5. De verspreiding van het Personeelsbestand.
6. Wat is de waarde van de gegevens van het Personeelsbestand?
7. De overgangsperiode.
1. HET PERSONEELSBESTAND
In het raam van de administratieve vereenvoudiging legt het project e-government van de sociale zekerheid aan de werkgevers het versturen op van elektronische aangiften naar de Rijksdienst voor Sociale Zekerheid (RSZ) en de Rijksdienst voor Sociale Zekerheid van de Provinciale en Plaatselijke Overheidsdiensten (RSZPPO): de onmiddellijke aangifte van de tewerkstelling (DIMONA) en de multifunctionele trimestriële aangifte (DMFA).

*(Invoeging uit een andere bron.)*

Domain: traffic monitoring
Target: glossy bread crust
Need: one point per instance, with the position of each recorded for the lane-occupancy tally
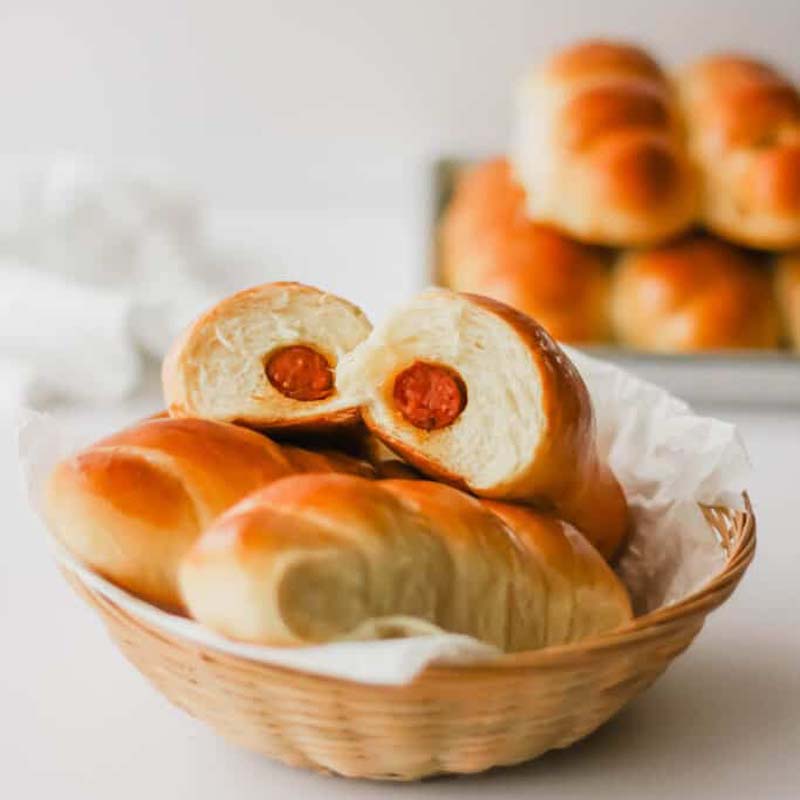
(130, 505)
(743, 123)
(488, 246)
(562, 470)
(319, 558)
(598, 147)
(697, 293)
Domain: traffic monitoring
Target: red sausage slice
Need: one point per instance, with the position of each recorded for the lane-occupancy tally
(300, 372)
(429, 396)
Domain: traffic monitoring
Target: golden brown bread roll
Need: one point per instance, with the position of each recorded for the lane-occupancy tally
(598, 147)
(314, 558)
(787, 282)
(474, 393)
(488, 246)
(698, 293)
(743, 121)
(266, 357)
(130, 505)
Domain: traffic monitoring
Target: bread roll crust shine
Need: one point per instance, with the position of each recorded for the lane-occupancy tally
(311, 558)
(130, 505)
(527, 432)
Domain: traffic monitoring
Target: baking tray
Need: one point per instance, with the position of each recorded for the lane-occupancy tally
(752, 378)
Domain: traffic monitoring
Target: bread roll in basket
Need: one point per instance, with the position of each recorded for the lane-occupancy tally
(454, 716)
(450, 719)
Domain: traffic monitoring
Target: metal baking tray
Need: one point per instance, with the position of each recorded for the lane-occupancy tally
(751, 378)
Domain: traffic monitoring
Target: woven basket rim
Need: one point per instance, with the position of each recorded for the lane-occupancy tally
(740, 549)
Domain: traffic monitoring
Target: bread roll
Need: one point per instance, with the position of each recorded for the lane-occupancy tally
(131, 505)
(743, 120)
(488, 246)
(598, 147)
(314, 558)
(787, 276)
(266, 357)
(698, 293)
(474, 393)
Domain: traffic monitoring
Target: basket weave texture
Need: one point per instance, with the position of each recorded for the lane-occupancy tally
(450, 719)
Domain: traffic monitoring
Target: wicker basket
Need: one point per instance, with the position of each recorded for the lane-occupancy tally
(450, 719)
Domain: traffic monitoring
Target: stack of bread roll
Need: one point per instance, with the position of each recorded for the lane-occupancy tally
(660, 212)
(315, 480)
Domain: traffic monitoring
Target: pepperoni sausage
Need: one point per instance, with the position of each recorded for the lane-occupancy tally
(429, 396)
(300, 372)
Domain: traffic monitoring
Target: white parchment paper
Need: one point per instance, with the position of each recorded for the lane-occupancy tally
(667, 458)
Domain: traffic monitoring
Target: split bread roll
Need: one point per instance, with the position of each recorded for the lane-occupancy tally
(743, 123)
(267, 358)
(474, 393)
(488, 246)
(315, 558)
(698, 293)
(131, 505)
(787, 284)
(599, 149)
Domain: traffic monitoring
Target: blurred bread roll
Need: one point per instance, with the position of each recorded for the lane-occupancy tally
(743, 122)
(318, 558)
(787, 285)
(598, 147)
(697, 293)
(488, 246)
(266, 357)
(131, 505)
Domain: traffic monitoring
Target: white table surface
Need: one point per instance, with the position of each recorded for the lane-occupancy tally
(76, 721)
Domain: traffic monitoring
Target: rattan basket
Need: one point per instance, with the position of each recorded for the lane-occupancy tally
(450, 719)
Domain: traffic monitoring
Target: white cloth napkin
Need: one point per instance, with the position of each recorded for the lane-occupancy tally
(101, 271)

Iedere werkgever (van de privé-sector en de federale, gemeenschaps-, gewestelijke, provinciale en plaatselijke openbare sector) heeft de verplichting om onmiddellijk iedere aanwerving van een werknemer of iedere uitdiensttreding elektronisch aan te geven aan de RSZ(PPO).
Deze onmiddellijke aangifte, genaamd DIMONA, meldt het begin of het einde van een arbeidsovereenkomst die een werknemer verbindt aan een werkgever.
Het Personeelsbestand is het gegevensbestand van de DIMONA.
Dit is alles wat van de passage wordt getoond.